Almost too good to be true if you've been waiting for a bargain price in Garmin (GRMN). At $96.54, or the afterhours price of $96.40, the stock is trading below its 10-day SMA and EMA and its 50-day moving averages. That kind of dip is extremely rare to find in today's frothy market, and not without reason. The major run-up left a lot of traders with hefty paper profits, and when Garmin got the stiff arm (Nokia's planned buyout of Navteq), it appeared at first that Garmin's access to online mapping was shot.
Not so, though. Nokia/Navteq is still contracted to sell maps to Garmin, though there's no way to know what happens with the pricing. The deal is long term, so it's not like Garmin's great GPS products will go without maps all of a sudden. The Co has alternatives, though, none were as good as owning a Navteq. Still, I see the Co rebounding from this major drop over the past three sessions. The all-time high of 122 on Friday is no more.
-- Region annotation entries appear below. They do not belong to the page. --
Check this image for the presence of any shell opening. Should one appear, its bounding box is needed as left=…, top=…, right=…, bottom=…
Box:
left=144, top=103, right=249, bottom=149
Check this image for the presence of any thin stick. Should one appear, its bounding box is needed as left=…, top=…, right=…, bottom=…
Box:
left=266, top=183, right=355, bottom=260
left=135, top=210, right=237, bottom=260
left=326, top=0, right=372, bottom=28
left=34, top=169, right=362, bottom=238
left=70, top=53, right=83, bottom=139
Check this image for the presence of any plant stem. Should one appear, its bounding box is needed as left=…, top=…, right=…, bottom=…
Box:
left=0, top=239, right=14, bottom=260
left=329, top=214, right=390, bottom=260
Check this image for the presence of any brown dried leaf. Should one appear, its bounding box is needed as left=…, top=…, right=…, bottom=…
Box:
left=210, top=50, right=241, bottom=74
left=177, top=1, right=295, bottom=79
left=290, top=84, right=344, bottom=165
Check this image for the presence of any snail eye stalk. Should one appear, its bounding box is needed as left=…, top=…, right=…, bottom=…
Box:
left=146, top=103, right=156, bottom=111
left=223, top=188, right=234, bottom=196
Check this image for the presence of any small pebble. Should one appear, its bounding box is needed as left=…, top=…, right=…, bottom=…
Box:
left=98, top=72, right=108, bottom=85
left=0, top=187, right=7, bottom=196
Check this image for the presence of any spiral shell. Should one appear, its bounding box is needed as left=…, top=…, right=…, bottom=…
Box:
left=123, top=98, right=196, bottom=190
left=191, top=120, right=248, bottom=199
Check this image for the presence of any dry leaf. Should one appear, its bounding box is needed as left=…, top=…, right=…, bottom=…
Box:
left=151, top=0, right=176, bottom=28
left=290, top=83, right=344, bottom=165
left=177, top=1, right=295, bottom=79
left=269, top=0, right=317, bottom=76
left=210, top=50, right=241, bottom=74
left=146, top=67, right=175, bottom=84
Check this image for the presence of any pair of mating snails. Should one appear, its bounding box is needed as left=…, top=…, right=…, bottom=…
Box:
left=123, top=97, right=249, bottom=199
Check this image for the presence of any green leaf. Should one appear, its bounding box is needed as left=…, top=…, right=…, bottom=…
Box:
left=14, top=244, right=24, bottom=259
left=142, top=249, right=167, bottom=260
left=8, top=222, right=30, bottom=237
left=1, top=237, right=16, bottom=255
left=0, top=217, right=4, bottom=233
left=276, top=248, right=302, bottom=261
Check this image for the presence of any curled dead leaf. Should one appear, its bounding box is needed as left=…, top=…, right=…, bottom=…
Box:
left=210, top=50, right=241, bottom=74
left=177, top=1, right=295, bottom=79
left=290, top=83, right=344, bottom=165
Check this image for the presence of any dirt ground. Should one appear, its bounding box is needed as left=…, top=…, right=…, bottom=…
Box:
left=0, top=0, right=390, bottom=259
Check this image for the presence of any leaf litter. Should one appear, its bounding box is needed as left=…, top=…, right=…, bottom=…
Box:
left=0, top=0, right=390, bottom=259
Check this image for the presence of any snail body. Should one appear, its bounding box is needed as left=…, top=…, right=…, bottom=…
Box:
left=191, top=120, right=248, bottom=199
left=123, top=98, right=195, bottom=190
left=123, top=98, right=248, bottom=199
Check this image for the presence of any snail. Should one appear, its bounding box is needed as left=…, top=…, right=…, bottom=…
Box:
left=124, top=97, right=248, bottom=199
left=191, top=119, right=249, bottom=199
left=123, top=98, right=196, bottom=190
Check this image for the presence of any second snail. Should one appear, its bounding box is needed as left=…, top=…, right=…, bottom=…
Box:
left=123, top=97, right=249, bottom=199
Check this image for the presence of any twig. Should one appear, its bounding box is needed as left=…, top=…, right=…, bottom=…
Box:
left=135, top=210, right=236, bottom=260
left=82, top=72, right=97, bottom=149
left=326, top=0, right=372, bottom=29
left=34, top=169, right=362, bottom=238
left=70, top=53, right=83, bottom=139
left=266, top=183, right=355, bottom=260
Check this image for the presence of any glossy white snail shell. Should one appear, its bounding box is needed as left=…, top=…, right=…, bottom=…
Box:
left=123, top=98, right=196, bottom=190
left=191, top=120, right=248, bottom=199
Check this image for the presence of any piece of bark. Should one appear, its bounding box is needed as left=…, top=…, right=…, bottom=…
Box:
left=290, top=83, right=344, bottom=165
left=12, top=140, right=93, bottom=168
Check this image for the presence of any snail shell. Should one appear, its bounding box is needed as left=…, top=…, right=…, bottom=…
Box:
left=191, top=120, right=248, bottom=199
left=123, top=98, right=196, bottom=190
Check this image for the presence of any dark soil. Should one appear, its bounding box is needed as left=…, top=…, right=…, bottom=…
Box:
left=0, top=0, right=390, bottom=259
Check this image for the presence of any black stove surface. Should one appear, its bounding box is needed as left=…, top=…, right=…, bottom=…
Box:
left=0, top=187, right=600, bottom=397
This 21% fall is mighty. It is also losing steam. Volume on Monday, the gap-down session, was 22 million shares. It was 19 mil on Tuesday and 9 mil today. Is the selloff done? Perhaps. The Co seems to be in no rush to soothe shareholders. I wouldn't be surprised if there was no word from Garmin until earnings come out at the end of this month.
So, is GRMN a buy? Depends on what you think of management and the Co's execution.
Pupule says: Buy small if at all. The floor is near, and shrinking volume says a lot. When this stock turns back up, it'll be swift.